The tumble in US yields has muted. The fall in USDJPY has also paused. Commodities are trading sideways. Asian equity markets trading has been quite for some time, or in the case of China, rallying. The big events of the week – the UK election, the ECB meeting, former FBI Director Comey’s testimony to Congress - all come in the next couple of days but today’s economic highlight may be the US consumer credit data unless the Chinese can get their FX reserve figures out soon.
The big market questions are unlikely to be answered today. Are Treasury yields heading back to ‘preTrump’ levels or merely probing the bottom of post-election rages?
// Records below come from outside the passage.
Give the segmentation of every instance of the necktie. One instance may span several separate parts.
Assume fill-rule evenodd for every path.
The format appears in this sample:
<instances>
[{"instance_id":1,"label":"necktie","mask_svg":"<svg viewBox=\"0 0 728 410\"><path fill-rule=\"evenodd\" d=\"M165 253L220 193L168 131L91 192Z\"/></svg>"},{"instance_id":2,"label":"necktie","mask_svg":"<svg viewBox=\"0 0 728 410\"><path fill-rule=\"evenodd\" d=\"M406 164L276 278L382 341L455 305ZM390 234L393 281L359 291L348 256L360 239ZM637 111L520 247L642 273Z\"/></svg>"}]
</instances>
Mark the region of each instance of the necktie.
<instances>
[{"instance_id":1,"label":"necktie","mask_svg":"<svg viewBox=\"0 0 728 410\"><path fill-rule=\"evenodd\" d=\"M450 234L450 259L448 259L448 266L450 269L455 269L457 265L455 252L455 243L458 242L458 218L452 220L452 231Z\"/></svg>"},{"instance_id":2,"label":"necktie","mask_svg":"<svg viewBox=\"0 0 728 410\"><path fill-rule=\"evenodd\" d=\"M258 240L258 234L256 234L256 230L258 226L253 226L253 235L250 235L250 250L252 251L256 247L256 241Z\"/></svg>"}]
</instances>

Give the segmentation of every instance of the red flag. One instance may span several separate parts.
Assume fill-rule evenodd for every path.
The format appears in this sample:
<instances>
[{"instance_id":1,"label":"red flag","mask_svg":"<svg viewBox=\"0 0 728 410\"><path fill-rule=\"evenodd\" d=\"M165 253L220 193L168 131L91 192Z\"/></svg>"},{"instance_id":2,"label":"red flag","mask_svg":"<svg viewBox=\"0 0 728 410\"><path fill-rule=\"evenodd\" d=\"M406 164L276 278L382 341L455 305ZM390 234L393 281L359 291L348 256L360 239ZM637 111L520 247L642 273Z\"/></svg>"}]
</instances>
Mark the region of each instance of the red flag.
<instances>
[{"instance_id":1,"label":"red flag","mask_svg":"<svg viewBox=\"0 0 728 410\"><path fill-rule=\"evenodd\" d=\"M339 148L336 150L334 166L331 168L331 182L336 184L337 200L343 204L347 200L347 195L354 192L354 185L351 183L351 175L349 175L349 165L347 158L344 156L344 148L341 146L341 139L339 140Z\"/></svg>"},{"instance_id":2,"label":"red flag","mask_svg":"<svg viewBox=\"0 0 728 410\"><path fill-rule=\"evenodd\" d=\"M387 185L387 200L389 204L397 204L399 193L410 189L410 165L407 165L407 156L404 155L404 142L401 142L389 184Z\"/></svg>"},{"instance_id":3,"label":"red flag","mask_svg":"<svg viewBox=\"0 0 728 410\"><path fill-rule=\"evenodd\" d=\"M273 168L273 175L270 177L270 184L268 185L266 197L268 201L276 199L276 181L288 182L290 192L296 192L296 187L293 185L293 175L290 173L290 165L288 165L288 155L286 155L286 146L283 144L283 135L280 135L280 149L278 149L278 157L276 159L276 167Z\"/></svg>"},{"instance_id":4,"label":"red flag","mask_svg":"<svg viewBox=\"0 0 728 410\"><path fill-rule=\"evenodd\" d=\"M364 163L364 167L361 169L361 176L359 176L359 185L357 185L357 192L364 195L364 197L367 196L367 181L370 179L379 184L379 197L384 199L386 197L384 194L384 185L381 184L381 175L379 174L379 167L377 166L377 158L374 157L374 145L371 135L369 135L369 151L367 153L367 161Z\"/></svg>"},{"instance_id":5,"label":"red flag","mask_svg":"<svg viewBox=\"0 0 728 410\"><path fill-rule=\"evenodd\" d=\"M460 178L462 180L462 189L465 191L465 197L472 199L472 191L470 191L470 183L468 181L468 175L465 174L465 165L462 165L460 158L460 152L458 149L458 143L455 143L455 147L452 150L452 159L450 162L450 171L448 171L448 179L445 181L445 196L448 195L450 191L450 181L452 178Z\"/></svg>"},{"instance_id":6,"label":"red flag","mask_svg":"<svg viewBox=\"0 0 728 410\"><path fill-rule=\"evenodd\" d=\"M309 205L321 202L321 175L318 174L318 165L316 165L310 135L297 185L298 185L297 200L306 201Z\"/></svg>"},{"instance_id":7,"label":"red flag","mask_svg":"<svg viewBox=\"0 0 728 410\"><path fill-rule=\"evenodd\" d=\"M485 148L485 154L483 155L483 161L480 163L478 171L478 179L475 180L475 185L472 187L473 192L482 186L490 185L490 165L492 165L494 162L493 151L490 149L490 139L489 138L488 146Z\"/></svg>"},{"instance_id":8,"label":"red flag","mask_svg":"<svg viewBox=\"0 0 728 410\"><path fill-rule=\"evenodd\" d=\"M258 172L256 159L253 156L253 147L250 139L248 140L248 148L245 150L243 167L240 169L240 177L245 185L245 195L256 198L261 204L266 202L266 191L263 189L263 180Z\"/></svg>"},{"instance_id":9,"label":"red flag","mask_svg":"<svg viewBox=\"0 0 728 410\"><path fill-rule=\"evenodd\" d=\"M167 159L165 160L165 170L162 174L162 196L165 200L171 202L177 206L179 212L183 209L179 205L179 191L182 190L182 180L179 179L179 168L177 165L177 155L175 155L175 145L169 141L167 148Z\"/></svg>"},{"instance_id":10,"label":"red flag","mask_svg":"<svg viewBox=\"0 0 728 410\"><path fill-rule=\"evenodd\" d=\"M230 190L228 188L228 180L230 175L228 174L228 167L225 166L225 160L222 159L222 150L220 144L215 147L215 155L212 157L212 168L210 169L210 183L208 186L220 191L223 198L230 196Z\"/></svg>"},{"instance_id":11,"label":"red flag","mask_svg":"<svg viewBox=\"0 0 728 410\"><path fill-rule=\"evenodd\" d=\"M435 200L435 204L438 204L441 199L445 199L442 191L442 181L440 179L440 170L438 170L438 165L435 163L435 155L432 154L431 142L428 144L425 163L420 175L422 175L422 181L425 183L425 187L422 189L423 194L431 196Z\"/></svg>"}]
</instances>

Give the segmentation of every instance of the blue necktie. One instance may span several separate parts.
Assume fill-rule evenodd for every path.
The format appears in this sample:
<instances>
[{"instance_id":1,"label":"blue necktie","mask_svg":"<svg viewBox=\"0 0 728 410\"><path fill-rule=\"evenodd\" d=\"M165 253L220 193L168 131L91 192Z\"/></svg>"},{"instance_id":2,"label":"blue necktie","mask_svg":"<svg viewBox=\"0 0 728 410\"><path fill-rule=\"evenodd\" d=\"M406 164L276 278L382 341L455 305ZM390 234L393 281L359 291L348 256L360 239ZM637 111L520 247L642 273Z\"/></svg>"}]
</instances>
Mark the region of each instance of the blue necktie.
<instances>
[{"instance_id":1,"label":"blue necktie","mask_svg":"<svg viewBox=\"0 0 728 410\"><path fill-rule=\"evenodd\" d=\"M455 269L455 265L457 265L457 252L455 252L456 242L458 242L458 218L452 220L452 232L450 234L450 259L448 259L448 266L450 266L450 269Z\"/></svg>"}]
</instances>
Are we in danger of renewed risk aversion as the political risks mount and the US economy stumbles?
One G10 currency that is in play but which we are not yet positioning for is GBP. The outlook section describes the election scenarios in more detail; suffice it to say, however, that we would be more comfortable selling GBP versus EUR on any relief rally should the Conservatives buck the trend in the opinion polls and secure a modestly enhanced majority at next Thursday’s general election as still seems probable.
Such a bounce would be unstainable in our opinion as:
1) The economy continues to slow;
2) Brexit risk intensifies in coming weeks as the negotiations with the EU are due to start in earnest; and
3) Despite what the market presumed when the election was called, our working assumption is that Theresa May will not dilute her objectives for Brexit even if she does secure a personal political mandate.
The markets would be wrong to welcome a renewed Conservative mandate just as it was wrong to celebrate David Cameron’s surprise election victory in the 2015 election (the market can be very myopic when it comes to assessing the implications of UK political developments).
Short NOKJPY: The trade was motivated as a bullish EURJPY proxy with the additional kicker that NOK might benefit from a credible OPEC deal given how undervalued it was on a model basis. OPEC delivered on expectations for a nine-month deal but this was not sufficient clearly to satisfy the weight of speculative positions in oil that had been established in the run-up to the meeting, hence the fairly violent setback to oil prices over the past week. The valuation argument for holding NOK remains valid.